26 NCAC 03 .0111 CONSOLIDATION OF CASES

(a) The Chief Administrative Law Judge of the Office of Administrative Hearings may order a joint hearing of any matters at issue in contested cases involving common questions of law or fact or multiple proceedings involving the same or related parties, or may order the cases consolidated or make other orders to reduce costs or delay in the proceedings.

(b) A party requesting consolidation shall serve a petition for consolidation on all parties to the cases to be consolidated and shall file the original with the Office of Administrative Hearings, together with a Certificate of Service showing service on all parties as herein required. Any party objecting to the petition shall serve and file his objections within 10 days after service of the petition for consolidation.
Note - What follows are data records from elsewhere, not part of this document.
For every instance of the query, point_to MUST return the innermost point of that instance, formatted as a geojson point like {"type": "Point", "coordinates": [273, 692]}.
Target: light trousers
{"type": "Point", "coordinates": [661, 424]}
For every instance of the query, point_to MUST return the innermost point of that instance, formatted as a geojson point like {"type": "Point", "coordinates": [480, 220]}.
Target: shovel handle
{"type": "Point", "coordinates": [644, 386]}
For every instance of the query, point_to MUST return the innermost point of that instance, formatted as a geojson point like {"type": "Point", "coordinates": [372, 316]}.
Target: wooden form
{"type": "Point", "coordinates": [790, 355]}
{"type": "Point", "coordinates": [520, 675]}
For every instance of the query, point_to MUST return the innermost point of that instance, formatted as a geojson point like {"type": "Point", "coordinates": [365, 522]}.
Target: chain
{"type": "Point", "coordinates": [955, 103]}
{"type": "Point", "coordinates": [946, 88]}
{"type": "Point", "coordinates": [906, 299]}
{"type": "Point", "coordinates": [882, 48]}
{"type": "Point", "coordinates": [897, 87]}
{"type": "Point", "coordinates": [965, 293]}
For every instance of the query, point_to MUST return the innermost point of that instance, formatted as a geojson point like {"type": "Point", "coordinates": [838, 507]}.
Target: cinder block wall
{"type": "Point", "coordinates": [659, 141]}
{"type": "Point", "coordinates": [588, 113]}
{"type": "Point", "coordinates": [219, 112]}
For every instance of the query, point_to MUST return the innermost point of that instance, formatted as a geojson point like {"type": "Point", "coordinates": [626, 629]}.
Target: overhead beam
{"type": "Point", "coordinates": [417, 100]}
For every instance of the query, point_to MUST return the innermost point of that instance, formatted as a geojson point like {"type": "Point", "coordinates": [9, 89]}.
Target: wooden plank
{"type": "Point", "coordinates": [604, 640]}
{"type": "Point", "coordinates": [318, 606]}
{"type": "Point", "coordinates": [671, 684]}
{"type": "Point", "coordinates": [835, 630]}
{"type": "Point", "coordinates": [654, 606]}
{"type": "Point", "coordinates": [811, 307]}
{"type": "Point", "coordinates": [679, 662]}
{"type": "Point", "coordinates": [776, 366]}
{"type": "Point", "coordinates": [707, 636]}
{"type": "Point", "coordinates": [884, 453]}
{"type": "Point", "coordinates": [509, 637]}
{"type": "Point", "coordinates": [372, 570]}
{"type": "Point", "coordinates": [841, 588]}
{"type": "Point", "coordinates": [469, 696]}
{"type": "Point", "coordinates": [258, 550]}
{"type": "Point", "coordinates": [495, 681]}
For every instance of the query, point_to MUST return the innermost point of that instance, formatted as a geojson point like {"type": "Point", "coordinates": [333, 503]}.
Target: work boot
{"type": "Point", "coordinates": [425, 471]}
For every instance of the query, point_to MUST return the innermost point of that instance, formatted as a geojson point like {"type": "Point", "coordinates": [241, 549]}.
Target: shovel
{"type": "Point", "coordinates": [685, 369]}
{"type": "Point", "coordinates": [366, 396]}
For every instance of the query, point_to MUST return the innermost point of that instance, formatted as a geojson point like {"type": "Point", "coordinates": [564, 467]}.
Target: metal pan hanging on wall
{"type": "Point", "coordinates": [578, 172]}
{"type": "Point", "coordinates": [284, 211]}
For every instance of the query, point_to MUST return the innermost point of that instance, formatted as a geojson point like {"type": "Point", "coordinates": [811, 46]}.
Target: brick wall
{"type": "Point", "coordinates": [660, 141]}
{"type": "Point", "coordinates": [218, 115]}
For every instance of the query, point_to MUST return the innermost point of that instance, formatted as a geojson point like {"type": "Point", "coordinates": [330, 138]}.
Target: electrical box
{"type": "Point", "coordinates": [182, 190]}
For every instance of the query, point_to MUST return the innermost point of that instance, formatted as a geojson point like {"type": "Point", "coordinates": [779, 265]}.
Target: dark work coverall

(c) Upon determining whether cases should be consolidated, the Chief Administrative Law Judge shall serve a written order on all parties which contains a description of the cases for consolidation and the reasons for the decision.

(d) Nothing contained in this Rule shall be deemed to prohibit the parties from stipulating and agreeing to a consolidation which shall be granted upon submission of a written stipulation signed by all the parties to the Chief Administrative Law Judge.

(e) Following receipt of a notice of or order for consolidation, any party may petition for severance by serving it on all other parties and filing it with the Office of Administrative Hearings at least seven days prior to the first scheduled hearing date. If the Chief Administrative Law Judge finds that the consolidation will prejudice any party, he shall order the severance or other relief which will prevent the prejudice from occurring.



History Note: Authority G.S. 150B-23; 150B-31;

Eff. August 1, 1986;

Amended Eff. January 1, 1987; September 1, 1986;

Pursuant to G.S. 150B-21.3A, rule is necessary without substantive public interest Eff. July 23, 2016.